A tecnologia da lealdade: de motorista a assessor privilegiado 🛡️
Em um ambiente onde os sistemas de controle de acesso e gestão documental são chave, o caso revela como as relações pessoais podem contornar protocolos. Koldo García passou de dirigir um veículo a gerenciar processos sensíveis sem uma transição técnica clara. As auditorias internas e os sistemas de rastreabilidade digital costumam detectar anomalias, mas aqui o fator humano prevaleceu sobre os filtros automatizados, gerando dúvidas sobre a eficácia dos mecanismos de supervisão.
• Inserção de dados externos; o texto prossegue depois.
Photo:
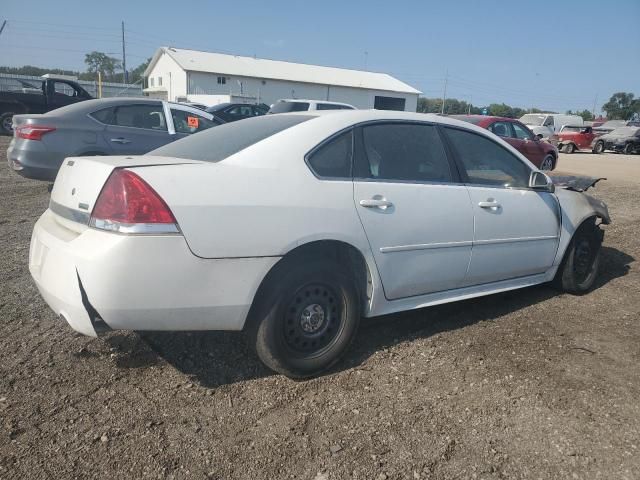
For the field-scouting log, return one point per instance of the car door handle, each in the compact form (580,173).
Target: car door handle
(376,203)
(489,204)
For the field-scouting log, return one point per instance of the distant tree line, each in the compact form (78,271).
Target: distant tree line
(109,67)
(621,106)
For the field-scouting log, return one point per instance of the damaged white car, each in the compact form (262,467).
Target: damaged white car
(294,226)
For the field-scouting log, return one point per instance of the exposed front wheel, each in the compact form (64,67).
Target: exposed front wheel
(547,163)
(306,319)
(579,268)
(6,123)
(598,147)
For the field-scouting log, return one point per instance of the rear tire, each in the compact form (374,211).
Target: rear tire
(306,319)
(598,147)
(6,123)
(579,268)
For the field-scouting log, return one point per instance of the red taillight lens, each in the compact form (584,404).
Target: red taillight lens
(32,132)
(125,201)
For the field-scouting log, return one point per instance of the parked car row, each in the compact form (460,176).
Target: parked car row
(622,139)
(360,213)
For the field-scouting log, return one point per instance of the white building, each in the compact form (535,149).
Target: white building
(210,78)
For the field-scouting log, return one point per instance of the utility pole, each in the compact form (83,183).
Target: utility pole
(444,94)
(124,58)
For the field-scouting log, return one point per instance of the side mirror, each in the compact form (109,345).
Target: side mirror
(540,181)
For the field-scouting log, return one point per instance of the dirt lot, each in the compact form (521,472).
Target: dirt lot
(527,384)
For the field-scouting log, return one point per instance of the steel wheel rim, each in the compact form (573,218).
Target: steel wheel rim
(312,319)
(7,124)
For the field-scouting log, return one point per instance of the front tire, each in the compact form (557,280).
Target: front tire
(6,123)
(579,268)
(306,319)
(547,163)
(598,147)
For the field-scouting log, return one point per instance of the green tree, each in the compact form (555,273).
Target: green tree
(621,106)
(135,75)
(101,62)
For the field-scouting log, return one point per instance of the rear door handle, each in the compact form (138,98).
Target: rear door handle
(376,203)
(489,204)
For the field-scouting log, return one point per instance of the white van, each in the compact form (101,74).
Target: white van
(546,124)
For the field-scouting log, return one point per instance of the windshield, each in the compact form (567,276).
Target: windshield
(625,132)
(216,144)
(285,107)
(533,119)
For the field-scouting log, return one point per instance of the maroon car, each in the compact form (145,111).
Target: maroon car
(542,154)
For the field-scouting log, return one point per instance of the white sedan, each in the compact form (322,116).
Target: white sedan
(294,226)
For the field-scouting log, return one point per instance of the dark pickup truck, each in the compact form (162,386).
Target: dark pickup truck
(32,97)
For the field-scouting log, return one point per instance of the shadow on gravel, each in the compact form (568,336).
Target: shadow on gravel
(219,358)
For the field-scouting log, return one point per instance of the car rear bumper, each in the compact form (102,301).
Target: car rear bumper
(139,282)
(35,161)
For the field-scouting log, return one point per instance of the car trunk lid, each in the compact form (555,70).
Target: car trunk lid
(80,181)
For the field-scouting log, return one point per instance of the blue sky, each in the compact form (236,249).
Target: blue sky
(555,55)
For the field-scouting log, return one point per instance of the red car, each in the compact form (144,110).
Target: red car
(542,154)
(571,139)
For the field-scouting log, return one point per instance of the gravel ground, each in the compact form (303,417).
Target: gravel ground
(526,384)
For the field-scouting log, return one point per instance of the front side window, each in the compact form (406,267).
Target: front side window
(502,129)
(404,152)
(188,122)
(150,117)
(486,162)
(333,159)
(522,132)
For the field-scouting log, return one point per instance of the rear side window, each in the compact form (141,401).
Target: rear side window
(486,162)
(285,107)
(150,117)
(333,159)
(188,122)
(216,144)
(404,152)
(103,116)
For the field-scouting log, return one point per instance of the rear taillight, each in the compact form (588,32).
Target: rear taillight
(32,132)
(128,204)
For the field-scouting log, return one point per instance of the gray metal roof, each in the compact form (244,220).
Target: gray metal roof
(197,61)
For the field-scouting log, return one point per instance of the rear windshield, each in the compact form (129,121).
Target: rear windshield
(218,143)
(286,107)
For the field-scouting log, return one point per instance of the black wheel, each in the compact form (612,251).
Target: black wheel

O currículo que qualquer motorista gostaria de ter 🚗
Se alguém te disser que começou como motorista e acabou como assessor ministerial, pense que é o enredo de um filme de confusões. Mas não, é a história real de Koldo García, um exemplo de que, às vezes, dirigir bem o carro pode abrir mais portas do que um mestrado. O ruim é que, quando o veículo é um ministério, os defeitos são pagos por todos.